拍手 083 百八十 「祈りの洞」の辺り
村の中央では、まだ怪我の後が生々しい二人が村人によって囲まれていた。
「長はまだか?」
「さっきの連中にまだ時間がかかってるらしい」
「ちっ。まったく、妙な連中まで呼び込みやがって」
取り囲む男達の機嫌は、非情に悪い。ただでさえ巨大な猪の陰に怯えているところに、彼等がもっとも嫌う「余所者」を、村の鼻つまみ者共が連れて来たのだ。

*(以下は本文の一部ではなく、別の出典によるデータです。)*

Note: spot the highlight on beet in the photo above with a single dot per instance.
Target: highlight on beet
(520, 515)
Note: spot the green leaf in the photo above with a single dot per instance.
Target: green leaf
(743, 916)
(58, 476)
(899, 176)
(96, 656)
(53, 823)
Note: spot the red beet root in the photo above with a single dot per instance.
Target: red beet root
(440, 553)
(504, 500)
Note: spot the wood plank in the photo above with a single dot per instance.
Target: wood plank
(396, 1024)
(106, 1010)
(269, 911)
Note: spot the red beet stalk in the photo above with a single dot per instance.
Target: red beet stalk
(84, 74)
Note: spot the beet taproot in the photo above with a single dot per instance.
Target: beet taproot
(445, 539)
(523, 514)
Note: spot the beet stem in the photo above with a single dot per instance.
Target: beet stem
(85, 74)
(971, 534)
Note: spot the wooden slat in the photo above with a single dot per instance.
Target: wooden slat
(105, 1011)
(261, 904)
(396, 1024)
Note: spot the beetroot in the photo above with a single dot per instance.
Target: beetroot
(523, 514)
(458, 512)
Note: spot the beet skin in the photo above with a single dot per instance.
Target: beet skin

「大体、こんな大変な時に、何村を出ていったりしたんだ!?」
「大方、自分達だけ助かろうと思ったんだろうよ」
「へ! 違いない。狩りすら出来ない腰抜け二人だもんなあ?」
「そういや、服に血が付いてるが、怪我らしきものが見当たらないぞ。どういう事だ?」
「まさか、あの余所者が治療を?」
「馬鹿抜かせ。得にもならないこんな奴らを助ける訳がない」
「それもそうだな。金なんぞないのは見ればわかるだろうし」
「となると、あの二人がここに来た理由って、なんだ?」
「おい! お前らが連れて来たあの二人組、何が目的でここ来たんだ!?」
怒鳴るように聞かれたが、恐怖で震えてうまく声が出せない。その様子に、聞いた男は舌打ちした。
「ちっ。全く、本当に使えねえ奴らだ」
「目的に関しては、長が聞き出してくれるさ」
「だな。俺らがやる事は、こいつらをどうするか、決める事だ」
「決めるったって、掟に背いた以上、追放するだけじゃねえか」
「……いっそ、囮に使っちゃどうだ?」
一人が言い出した恐ろしい提案に、周囲の男達が食いつく。
「囮って……もしかして、あの化け猪退治のか!?」
「ああ、あいつが人も食うのは、この間の事でわかっただろう? こいつらを縛って木に吊しておきゃあ、あの化け猪をおびき出せるってもんだ」
「なるほど。そこを全員でかかれば……」
「な? いい案だろう?」
「よし! おい! 誰か、こいつらを縛る縄を持ってきてくれ!!」
自分達の意見など、何も言えないまま、二人は縛り上げられて巨大猪の囮される事が決まってしまった。